As of this writing, Nvidia’s market capitalization stands at about $2 trillion, compared with about $2.8 trillion for Apple. As has been widely reported Apple was clearly forced to abandon its plans for an autonomous Apple Car (often referred to as “Project Titan”) to focus its efforts and resources onto generative AI.

What the response to Nvidia’s results tells us is that investor sentiment has now moved on to all things generative AI. Apple has bowed to the inevitable and redeployed its efforts accordingly, and in so doing, confirmed autonomous driving as the last “next big thing,” with generative AI taking over as the new “next big thing.”

The process of creative destruction for which Silicon Valley is famous has simply repeated itself once more. The key issue now for the wider autonomous industry is what happens next to investor sentiment towards robotaxi firms like Waymo, and robotruck firms like Aurora.

The AV sector has already had more than ten years as the big future of tech and has collectively burned through many tens of billions of dollars of funding, but still remains mired in the ethical issues of operating on public roads. Other unknowns are the on-going R&D costs to make the technology safe, commercialization costs to actually deploy and scale it, and whether consumers even want to use robotaxis at all.

NHTSA (National Highway Traffic Safety Administration) has already issued an Advance Notice of Proposed Rulemaking to investigate the implementation of technology to detect for distracted, drowsy, and impaired driving, which is the critical role of a driver monitoring system, or DMS.

These issues were discussed in detail in a panel hosted by The Ojo-Yoshida Report featuring Insurance Institute for Highway Safety (IIHS) and Seeing Machines.

With regulatory agencies in the U.S. starting to look seriously at technology to make human drivers safer, questions will be asked as to the purpose of AV technology.

Earlier this month it was reported two of Waymo’s robotaxis had crashed into the same towed truck, and with serious questions to be answered about the commercial viability and legal liability of AV technology, it is unclear whether investors will continue to fund the industry in future when immediate and better returns are offered from investing in generative AI.

Apple CarPlay vs. Qualcomm GenAI
Apple missed the moment to create a “wow” factor with a car. In January, it was reported that the Apple Car would offer only L2+ supervised automation features, not L4 or L5 autonomous driving as had been so often touted.

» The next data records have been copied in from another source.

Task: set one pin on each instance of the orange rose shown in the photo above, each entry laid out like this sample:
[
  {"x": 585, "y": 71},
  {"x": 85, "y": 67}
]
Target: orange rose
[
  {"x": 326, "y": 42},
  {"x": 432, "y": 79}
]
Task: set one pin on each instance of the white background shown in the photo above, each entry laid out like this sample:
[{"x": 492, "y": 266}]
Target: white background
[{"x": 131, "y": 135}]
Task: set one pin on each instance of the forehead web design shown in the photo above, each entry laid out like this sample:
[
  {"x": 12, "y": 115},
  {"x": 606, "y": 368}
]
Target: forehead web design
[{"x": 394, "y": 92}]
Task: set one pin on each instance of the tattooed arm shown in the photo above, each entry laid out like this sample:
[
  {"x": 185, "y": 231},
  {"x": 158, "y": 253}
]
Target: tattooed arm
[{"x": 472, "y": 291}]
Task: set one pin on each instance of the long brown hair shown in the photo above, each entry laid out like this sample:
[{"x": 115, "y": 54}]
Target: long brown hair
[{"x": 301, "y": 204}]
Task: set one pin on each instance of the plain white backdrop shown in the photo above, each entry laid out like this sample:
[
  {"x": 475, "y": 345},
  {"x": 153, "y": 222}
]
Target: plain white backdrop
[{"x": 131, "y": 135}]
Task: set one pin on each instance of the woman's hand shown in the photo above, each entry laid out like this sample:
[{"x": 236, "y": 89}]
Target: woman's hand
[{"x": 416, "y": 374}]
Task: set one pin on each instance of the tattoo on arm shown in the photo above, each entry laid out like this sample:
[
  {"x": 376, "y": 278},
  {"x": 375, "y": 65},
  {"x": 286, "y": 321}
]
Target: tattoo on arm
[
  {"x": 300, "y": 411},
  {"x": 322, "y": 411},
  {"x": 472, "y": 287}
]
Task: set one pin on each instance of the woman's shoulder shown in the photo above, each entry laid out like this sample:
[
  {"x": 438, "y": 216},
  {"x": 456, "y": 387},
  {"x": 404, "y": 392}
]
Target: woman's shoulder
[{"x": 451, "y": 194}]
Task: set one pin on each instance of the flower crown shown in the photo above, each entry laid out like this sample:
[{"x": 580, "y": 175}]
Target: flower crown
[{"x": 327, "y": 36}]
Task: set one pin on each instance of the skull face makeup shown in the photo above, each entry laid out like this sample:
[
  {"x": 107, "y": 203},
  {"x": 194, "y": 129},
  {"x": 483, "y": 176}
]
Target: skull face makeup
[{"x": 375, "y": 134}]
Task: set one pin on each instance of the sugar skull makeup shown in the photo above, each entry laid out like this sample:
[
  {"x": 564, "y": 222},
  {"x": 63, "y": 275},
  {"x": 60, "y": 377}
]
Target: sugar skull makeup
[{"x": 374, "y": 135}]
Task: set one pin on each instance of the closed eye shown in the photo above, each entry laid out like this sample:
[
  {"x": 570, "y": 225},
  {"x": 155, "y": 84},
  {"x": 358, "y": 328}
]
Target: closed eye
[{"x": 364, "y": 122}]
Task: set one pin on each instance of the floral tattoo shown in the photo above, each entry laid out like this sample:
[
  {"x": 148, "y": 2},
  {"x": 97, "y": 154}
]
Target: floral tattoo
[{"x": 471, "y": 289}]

But just look at the experiences of GM Cruise and Waymo in real world conditions to see how far away full autonomy really is.

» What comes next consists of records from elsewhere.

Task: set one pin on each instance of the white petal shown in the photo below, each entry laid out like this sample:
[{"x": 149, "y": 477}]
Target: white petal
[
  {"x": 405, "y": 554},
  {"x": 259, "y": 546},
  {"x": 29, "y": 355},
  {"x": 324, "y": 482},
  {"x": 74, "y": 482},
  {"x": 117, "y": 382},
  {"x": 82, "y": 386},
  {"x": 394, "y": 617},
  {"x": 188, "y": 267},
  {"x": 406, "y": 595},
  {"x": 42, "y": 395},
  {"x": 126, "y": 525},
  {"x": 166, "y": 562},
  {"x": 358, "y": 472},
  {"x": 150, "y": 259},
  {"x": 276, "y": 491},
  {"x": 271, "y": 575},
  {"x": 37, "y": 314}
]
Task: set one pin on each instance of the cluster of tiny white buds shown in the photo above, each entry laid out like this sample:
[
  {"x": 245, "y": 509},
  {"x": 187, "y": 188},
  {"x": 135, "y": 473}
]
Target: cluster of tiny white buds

Apple also had a chance to revolutionize the digital cockpit, but Qualcomm soundly beat it to that accolade, and Qualcomm has almost every automaker signed up already for its cockpit applications processor, indicating the direction of travel.

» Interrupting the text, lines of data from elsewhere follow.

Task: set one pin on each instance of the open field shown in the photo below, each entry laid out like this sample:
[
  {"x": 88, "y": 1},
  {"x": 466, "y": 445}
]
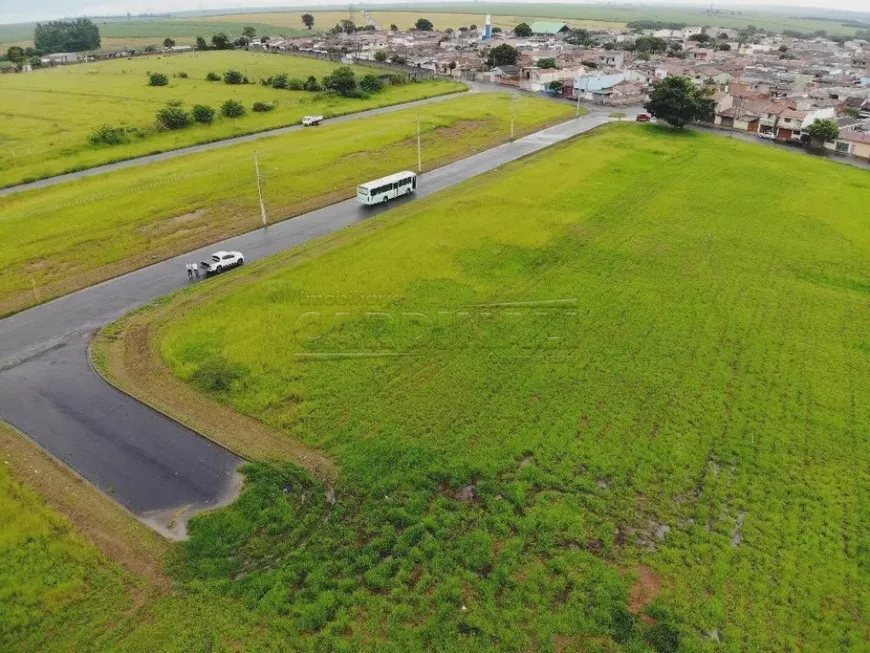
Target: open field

The remaining automotive-related issue is what Apple will do next with CarPlay. In December it was reported Apple’s next-generation CarPlay will appear first in Porsche and Aston Martin models.

But the battle ahead is what Apple can do with CarPlay, versus what Qualcomm can do in the cockpit with generative AI. Whilst almost unthinkable just three months ago, one possible outcome from here is that Apple ends up quitting the automotive industry entirely.

Bottom Line:
Apple’s decision to cancel the Apple Car in favor of generative AI could be the start of its complete exit from the automotive industry and sound the death knell for the wider AV sector.